If the techchurch post is written by a human then I'll take this as an example that humans outslop AI.
Most of my userspace apps are in Flatpak sandboxes (yeah they are not great), but otherwise it feels like isolation and airgapping is the most sensible solution for now, and it’ll get increasingly worse unless the vibe coders somehow learn how to write robust software.
It’s like during the black plague: the (software) world has become dangerous, we have no way to contain it, it is unfeasible to remove yourself completely from the world, so you better pray really hard you don’t catch the bug and infect your peers. How’s that for a field we used to call software engineering or computer science?
Skynet is winning now.
And then go on to repeat that mistake by re-building without using the lessons from previous catastrophe(s).
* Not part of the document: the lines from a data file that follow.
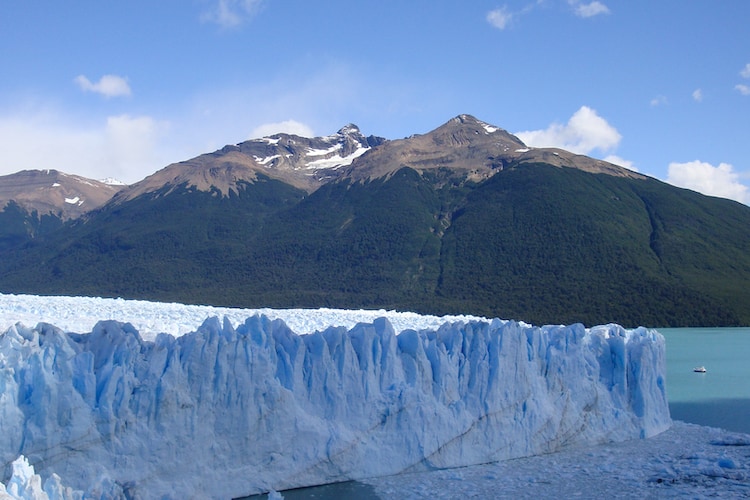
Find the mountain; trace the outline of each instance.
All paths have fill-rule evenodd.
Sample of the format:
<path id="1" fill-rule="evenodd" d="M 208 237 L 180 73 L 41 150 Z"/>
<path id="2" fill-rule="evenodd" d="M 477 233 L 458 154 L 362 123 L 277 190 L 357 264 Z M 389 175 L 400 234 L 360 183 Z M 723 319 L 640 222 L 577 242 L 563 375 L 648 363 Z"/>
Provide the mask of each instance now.
<path id="1" fill-rule="evenodd" d="M 261 178 L 279 180 L 298 189 L 314 191 L 335 179 L 341 167 L 382 144 L 382 137 L 365 137 L 349 124 L 333 135 L 307 138 L 276 134 L 175 163 L 119 193 L 116 203 L 181 187 L 215 190 L 222 196 L 239 192 L 238 186 Z"/>
<path id="2" fill-rule="evenodd" d="M 544 323 L 750 325 L 750 207 L 468 115 L 166 167 L 3 252 L 0 290 Z"/>
<path id="3" fill-rule="evenodd" d="M 59 228 L 108 202 L 122 185 L 57 170 L 0 176 L 0 250 Z"/>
Sadly that last part sounds fairly common for humans... 8-|
So yeah. Maybe. Possible.
There aren't many institutions extant today that I could trust to properly construct and operate a nuclear reactor, never mind manage nuclear waste for the next 100000 years.
The Trump government just decided that there is an acceptable level to irradiate the population by the way (abandoned the linear-no-threshold model of radiation's effects on an organism)
The connotation here being either "open source is dangerous" or "Microsoft's specific brand of open source is dangerous" -- which coincidentally provides good clickbait for both "pro-open source" and "anti open source" types.
Anyway, not reading. They should do better.